Wu Long, I Cry for You!
Then I saw your name online, and I saw your photo. The report was not about your concert. You jumped out of your 17th-floor apartment at age of 51, the very best time of your life, your career. The cruelty of your death broke my heart!
I never felt so stunned; my heart went out to your mom, your wife and your child. I felt sad for your students and audience as well. But nothing made my blood boiling hotter when I read from the report that that said that the cause of his suicide was depression.
Where did your depression come from? How your depression climaxed to the point that you had to make the jump? These seemed to be the questions someone else asked here.
About two months passed, I am still asking why. What pushed you down to such a tragic death? Why you would give up your music, your career, your teaching you so devoted for? Why you would give up your family, why you would give up all your responsibilities, your fortune and fame? Why? Your last performance just did not match the descriptions given by your friends, colleagues and students as reported. Apart from your glorious achievements, you were saluted as a great father, a great mentor, a humble man, a scholar, a performer, someone who committed himself to promoting Western opera music in China.
Then I read several messages/comments that shredded my heart and chilled my soul. One message said that your contract with THE top Chinese musical institute was going to expire soon. Contract renewal with a foreign teacher was supposed to be taken place three months before the expiration date of the current contract, according to the rule. So why your contract was not renewed even you reportedly went to talk to the school on the renewal issue?
One comment said that your contract term said any 3-day consecutive sick leave is considered to be voluntary termination of the contract by the party taken the sick leave. This clause made you unable to take any sick leave when you needed; you even could not let your sickness be known. The anonymous comment cried out loud that you “were literally put to the suffering that led to your death.”
Someone aid that you were subject to naked punishment. What did naked punishment mean? But how could all these be real? How could I possibly reconcile these horrifying disclosure and the music you played, the titles you owned, master and PhD from prestigious schools in the United States of America, top national opera art director, a professor at the top Chinese musical institute, a performer who played for more than 100 best vocal artists worldwide?
The official report had one sub-headline saying you were an honest man who loved music and life. What am I getting between these words? Honest people in China mean the weak and the defendless? What was the fate designed for the honest man in China? Honest people ended up in being a victimized. But here I have to ask, must this norm apply to an honest man who happened to be one of the brilliant talents in the country, the “No. 1 Chinese Piano Accompaniment in the World”?

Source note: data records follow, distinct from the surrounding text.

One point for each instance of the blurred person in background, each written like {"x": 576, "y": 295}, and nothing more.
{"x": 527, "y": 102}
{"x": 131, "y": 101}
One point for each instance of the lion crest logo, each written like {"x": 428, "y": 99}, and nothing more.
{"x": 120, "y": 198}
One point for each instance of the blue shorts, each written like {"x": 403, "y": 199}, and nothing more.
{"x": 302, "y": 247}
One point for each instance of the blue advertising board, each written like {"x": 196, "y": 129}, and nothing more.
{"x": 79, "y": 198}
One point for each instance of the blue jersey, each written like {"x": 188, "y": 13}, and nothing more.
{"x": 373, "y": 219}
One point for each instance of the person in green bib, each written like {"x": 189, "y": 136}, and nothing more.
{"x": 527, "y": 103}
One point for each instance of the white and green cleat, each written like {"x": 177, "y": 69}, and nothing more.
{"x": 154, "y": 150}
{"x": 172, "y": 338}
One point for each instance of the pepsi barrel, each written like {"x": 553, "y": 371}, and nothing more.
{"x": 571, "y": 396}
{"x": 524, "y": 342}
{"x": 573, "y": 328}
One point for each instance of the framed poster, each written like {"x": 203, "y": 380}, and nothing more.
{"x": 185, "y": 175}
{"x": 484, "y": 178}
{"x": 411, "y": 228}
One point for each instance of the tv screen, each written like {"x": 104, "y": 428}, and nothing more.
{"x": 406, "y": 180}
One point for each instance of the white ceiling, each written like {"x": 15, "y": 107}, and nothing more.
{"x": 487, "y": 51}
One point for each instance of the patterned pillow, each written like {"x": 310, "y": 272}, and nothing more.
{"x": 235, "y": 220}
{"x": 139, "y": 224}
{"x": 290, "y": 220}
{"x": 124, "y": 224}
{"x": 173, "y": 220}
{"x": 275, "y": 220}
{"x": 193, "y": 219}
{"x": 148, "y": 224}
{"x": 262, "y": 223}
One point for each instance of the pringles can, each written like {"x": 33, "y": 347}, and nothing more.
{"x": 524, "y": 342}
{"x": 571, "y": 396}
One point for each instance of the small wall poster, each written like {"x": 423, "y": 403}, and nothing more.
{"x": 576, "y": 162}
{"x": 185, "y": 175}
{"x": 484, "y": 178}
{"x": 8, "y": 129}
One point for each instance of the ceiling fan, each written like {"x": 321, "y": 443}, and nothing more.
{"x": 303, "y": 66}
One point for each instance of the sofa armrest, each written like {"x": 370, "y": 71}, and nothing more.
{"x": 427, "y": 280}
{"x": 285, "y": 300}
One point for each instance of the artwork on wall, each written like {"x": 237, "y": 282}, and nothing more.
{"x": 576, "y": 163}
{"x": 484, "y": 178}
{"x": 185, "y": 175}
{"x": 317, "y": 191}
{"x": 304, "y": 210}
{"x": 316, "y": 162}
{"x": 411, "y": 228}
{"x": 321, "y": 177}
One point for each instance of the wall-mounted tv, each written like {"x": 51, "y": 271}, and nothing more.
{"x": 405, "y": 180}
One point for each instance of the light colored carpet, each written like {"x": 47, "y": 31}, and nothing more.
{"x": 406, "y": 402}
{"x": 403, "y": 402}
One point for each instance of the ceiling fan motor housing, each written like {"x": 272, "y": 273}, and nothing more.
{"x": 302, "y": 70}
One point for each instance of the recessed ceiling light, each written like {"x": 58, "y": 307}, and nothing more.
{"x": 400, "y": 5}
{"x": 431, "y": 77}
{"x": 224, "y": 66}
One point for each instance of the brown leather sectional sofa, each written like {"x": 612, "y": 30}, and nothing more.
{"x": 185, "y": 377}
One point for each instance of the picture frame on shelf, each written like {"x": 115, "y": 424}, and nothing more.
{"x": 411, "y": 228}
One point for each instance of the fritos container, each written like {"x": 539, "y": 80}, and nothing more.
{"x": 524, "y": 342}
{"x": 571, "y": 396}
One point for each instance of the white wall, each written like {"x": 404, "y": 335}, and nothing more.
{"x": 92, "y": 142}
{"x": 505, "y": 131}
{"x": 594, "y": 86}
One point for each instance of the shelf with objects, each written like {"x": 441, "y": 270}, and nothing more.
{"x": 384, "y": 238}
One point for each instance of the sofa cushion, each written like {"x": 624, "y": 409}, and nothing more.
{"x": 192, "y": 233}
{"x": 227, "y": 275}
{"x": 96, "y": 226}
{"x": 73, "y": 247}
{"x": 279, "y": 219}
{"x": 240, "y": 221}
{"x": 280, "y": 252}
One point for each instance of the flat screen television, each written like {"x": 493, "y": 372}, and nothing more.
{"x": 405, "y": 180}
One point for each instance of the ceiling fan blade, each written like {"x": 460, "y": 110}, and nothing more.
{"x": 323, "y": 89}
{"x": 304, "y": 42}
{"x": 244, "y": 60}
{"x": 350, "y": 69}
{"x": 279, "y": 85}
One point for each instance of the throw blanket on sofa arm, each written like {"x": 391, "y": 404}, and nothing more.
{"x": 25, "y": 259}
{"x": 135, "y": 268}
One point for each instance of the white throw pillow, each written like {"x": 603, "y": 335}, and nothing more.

The comments gave me pieces for a puzzle that I am unable to put together. Will there be anyone in China to take a closer look into this maestro’s death, any journalists, and the police? How I would like to learn the truth! And yet, what could undo what was already done? A Chinese is a Chinese, one of the billion. A national top pianist seemed to be no more than workers at Apple production line; they were all so depressed that they had to jump out of the buildings to end their lives.
A week following your horrific death came the Dragon-Boat Festival, a tradition to commemorate Qu Yuan, one of the greatest poets in Chinese history who threw himself into the Miluo River some 2000 years ago. While Qu Yuan may be the first in written history who had to die to keep sober in his drunken world, Wu Long would not be the last who had to die as an honest man in his same drunken world. When we throw the leaf-wrapping sticky rice into the Miluo River, when we race the dragon-boat, we are commemorating thousands Chinese who chose to be the sober ones in his world, that including Wu Long, the Maestro.
May music and peace be always with you!